According to a forthcoming report prepared for the attorney general’s ministry, Ontario police departments have made 170 seizures over the past four years, snatching $3.6 million in property and freezing an additional $11.5 million in assets.
The 17-page review is the first comprehensive examination of the impact of the Civil Remedies Act, which the former Progressive Conservative government introduced in 2001.
It reveals that almost $1 million has been distributed directly to crime victims and more than $900,000 has gone to crime prevention programs and upgrading police equipment.

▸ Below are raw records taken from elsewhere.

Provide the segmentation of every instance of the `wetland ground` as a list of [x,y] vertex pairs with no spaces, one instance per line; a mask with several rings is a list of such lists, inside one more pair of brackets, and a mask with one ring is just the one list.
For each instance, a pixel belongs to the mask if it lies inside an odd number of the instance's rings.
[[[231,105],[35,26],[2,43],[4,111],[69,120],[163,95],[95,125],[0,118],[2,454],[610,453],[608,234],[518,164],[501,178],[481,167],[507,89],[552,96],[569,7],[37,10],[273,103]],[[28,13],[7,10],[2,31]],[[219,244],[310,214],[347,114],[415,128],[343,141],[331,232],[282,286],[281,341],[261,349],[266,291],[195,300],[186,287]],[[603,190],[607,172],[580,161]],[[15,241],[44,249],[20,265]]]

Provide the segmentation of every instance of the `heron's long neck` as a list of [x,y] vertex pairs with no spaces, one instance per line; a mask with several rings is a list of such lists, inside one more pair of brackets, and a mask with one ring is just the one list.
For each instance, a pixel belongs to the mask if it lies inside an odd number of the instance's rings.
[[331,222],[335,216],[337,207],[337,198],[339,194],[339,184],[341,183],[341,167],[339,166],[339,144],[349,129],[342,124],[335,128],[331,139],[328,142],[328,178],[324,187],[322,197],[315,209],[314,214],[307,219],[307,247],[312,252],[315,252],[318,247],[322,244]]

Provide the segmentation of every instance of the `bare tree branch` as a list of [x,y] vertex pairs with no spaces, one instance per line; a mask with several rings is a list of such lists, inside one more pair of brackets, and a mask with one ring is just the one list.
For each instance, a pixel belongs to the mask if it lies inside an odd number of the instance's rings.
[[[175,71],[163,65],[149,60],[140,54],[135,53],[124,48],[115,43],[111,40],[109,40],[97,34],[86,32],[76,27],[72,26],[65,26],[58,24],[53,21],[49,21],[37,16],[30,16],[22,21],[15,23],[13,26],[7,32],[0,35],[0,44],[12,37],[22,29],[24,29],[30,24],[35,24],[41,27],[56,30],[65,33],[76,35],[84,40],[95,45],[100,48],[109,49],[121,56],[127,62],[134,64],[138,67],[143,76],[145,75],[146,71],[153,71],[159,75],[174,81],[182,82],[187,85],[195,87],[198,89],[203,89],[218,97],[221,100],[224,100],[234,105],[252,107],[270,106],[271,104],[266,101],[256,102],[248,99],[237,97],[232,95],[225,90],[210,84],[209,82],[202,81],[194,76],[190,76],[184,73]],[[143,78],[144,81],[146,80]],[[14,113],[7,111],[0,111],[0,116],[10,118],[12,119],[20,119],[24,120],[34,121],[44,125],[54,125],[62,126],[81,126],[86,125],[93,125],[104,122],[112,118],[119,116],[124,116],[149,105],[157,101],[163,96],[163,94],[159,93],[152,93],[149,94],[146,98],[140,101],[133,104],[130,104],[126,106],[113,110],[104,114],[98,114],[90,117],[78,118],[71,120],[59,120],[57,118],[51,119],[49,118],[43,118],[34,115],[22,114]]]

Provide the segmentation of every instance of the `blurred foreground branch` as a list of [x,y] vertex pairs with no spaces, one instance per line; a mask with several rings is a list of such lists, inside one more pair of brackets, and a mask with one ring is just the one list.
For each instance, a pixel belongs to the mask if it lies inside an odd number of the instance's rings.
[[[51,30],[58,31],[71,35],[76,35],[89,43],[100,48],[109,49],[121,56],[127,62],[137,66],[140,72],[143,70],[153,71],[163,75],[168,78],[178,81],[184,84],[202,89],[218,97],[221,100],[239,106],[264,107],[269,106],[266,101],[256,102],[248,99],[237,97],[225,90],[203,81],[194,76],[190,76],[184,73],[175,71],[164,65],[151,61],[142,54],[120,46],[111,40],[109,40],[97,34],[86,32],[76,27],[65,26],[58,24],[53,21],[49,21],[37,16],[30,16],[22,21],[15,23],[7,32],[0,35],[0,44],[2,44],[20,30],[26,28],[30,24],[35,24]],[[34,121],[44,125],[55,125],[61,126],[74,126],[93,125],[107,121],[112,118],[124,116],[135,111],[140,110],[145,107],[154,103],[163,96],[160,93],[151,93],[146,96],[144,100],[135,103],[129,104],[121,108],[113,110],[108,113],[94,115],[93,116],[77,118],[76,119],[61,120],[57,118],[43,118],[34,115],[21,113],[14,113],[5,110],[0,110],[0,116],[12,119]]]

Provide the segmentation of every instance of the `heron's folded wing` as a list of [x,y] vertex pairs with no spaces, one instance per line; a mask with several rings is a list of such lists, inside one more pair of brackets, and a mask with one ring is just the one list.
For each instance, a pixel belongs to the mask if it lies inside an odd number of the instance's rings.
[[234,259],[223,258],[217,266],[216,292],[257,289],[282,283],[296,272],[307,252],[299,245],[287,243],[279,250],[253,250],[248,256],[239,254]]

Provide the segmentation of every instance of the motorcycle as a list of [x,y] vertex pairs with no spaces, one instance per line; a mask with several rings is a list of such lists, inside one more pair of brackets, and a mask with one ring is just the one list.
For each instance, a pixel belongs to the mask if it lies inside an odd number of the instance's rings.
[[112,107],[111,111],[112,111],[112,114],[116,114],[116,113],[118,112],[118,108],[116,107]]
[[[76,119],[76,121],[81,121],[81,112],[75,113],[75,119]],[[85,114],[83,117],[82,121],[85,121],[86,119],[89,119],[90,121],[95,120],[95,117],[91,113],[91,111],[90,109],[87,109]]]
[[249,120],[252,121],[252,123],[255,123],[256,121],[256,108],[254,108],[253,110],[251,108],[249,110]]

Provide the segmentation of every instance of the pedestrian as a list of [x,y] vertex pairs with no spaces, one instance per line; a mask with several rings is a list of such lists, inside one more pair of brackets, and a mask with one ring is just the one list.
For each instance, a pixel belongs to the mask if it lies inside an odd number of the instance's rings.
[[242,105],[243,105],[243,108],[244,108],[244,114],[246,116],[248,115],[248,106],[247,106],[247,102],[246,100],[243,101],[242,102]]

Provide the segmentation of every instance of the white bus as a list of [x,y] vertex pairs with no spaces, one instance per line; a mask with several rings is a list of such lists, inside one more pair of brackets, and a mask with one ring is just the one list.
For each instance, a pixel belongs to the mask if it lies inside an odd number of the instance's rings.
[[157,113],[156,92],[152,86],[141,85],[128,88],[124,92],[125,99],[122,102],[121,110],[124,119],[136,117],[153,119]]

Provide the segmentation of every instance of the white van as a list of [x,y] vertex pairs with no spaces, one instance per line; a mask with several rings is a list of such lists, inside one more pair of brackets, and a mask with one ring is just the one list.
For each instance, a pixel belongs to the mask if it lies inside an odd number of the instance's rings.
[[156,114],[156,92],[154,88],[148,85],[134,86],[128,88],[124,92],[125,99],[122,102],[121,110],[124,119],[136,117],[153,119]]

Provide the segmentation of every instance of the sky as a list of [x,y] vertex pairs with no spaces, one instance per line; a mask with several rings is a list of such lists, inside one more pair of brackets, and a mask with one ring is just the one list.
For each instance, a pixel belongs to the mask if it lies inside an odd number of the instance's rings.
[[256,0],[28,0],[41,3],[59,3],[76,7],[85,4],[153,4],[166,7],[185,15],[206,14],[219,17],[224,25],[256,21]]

Attorney General Michael Bryant said since the Liberals succeeded the Tories in 2003 they have exploited former Progressive Conservative attorney general Jim Flaherty’s landmark legislation.
“We’ve sought to use (the powers) in ways that were consistent with the legislation, but might not have been in Flaherty’s mind when they introduced it,” Bryant said in an interview.
“When we came into office, from my perspective it seemed as if the bill hadn’t really been used much at all,” said Bryant.
“We made an effort to do two things. Firstly, to send officials from the ministry around to different police departments across the province to inform them of this new tool that many of them were unaware of. The police have to take the first step and, as a result of that, more activity took place,” the attorney general said. “Secondly, I’ll admit I’m ripping a page out of the RICO book in the United States,” he said, referring to the federal U.S. Racketeer Influenced and Corrupt Organizations Act used against mobsters. Bryant said the RICO-like strategy has allowed police to grab a variety of assets and send a chill through organized crime syndicates.